ETSI (Europe), ofcom ( UK ), MIC ( Japan ) have approved or proposed a -41.3 dBm/MHz limit as well for the 3.1- to 10.6-GHz band. Singapore 's iDA initially set a higher power limit for its country's UWB development work, and has stated that its regulatory framework will be based on ITU's recommendations. (Last February ITU's Study Group 1 approved a series of draft recommendations that gives UWB radio the status of a Global Regulatory Standard.) Korea 's ETRI's standard is a much lower -66.58 dBm/MHz.

However, at the EU level a problem appeared on March 24 with the issuing by the ECC of its ECC/DEC/(06)04 decision. ECC/DEC/(06)04 was developed in response to an EC mandate to identify the conditions relating to the harmonized introduction in the EU radio applications based on UWB technology. That's the good news.
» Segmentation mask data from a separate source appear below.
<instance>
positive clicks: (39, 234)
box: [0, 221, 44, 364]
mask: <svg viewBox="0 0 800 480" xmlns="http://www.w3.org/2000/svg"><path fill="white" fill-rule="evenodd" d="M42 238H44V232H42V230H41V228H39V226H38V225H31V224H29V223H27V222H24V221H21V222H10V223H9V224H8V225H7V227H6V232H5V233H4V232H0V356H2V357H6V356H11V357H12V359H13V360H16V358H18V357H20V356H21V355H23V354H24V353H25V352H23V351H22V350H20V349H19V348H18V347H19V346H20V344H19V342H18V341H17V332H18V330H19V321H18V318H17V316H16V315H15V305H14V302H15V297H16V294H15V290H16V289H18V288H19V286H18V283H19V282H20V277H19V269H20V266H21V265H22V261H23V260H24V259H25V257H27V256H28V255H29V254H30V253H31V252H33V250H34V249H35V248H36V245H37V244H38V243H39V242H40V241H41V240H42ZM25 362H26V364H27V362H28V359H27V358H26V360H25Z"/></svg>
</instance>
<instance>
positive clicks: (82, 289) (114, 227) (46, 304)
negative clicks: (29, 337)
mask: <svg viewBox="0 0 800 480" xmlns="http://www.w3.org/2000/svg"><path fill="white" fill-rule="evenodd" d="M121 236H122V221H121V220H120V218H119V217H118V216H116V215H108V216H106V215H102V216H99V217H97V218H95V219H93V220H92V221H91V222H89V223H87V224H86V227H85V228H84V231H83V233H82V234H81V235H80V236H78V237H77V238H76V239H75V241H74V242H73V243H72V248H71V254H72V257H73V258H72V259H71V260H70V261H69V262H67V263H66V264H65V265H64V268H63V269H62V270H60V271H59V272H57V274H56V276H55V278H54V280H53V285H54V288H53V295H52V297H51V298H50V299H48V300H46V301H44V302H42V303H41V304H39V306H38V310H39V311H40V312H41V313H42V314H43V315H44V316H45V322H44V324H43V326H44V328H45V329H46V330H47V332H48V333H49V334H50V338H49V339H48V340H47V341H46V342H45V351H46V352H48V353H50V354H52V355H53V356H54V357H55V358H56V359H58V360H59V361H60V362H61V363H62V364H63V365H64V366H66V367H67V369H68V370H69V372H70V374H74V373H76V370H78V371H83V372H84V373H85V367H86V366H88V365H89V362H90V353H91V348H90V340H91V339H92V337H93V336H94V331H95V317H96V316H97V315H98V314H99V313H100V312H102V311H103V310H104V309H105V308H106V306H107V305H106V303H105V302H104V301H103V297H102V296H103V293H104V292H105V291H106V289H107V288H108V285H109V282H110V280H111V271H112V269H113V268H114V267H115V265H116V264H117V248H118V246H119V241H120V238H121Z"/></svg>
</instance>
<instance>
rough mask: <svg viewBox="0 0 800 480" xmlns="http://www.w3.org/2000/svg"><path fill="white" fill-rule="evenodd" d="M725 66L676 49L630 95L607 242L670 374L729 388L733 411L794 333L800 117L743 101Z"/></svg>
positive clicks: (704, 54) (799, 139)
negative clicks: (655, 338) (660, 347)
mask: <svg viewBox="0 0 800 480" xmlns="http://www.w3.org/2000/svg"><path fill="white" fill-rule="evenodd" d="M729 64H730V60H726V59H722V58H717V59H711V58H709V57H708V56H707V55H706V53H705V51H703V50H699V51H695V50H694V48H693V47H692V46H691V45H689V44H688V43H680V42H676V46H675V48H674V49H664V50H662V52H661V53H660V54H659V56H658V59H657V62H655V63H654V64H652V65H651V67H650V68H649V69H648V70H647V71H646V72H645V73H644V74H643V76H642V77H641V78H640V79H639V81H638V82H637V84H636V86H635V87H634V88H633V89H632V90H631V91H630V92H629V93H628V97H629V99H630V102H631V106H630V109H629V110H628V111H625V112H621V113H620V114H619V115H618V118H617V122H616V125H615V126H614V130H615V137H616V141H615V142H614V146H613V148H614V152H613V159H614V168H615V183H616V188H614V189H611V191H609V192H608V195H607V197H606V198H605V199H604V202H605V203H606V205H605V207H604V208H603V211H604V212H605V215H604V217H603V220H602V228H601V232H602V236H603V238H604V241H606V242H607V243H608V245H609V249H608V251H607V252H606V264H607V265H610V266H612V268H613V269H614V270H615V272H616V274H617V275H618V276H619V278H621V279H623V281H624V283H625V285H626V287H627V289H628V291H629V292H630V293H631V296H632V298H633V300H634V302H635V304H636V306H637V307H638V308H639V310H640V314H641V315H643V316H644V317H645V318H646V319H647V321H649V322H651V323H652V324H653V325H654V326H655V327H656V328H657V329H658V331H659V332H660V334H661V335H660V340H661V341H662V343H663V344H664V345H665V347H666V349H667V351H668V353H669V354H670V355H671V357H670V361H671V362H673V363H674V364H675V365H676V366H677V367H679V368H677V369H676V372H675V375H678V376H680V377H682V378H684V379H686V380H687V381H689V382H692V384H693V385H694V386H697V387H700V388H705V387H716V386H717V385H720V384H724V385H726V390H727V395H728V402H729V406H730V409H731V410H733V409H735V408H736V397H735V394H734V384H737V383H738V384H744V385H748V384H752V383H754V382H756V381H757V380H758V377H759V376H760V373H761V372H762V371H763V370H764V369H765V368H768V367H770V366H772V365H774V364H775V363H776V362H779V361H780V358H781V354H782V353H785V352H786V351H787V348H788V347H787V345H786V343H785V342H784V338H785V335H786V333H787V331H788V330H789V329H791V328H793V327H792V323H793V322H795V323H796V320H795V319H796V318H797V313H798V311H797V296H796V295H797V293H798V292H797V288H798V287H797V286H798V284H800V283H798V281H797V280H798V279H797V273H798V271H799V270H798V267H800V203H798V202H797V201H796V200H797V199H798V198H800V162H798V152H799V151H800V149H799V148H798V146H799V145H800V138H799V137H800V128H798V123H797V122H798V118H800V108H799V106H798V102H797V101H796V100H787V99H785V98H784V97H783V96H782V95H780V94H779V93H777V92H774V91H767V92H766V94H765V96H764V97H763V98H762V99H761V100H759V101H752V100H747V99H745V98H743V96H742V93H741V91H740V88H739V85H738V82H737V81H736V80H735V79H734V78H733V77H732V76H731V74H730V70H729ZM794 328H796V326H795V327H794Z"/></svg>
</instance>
The bad news is that buried in Annex 1 is a power specification that would reduce the operating capabilities of UWB Bluetooth devices by about 20% to 30%.

In the 6- to 8.5-GHz band, UWB devices can output a maximum power level of -41.3 dBm/MHz; however, in the 8.5- to 10.6-GHz band, the ECC decision reduces the maximum output to -65 dBm/MHz.

As noted earlier, the UWB Bluetooth community is standardizing on a 1.7-GHz bandwidth, operating above 6 GHz. This is where they think that they will have their best chances of getting common agreement from regulatory agencies around the world. Currently, the common worldwide spectrum is 7.25 GHz to 8.5 GHz. The 1.25-GHz bandwidth isn't quite wide enough to ensure that UWB Bluetooth products would meet users' expectations. Therefore, Bluetooth needs the ECC to restore the maximum output in at least the 8.5- to 9.0-GHz band to -41.3 dBm/MHz. That would give UWB Bluetooth the desired 1.7-GHz bandwidth.

On May 19 the Bluetooth SIG sent a letter to the ECC asking for the opportunity to discuss reasoning behind the 8.5- to 9.0-GHz band prohibition. And until this impasse is resolved, UWB Bluetooth test development is left in a state of flux.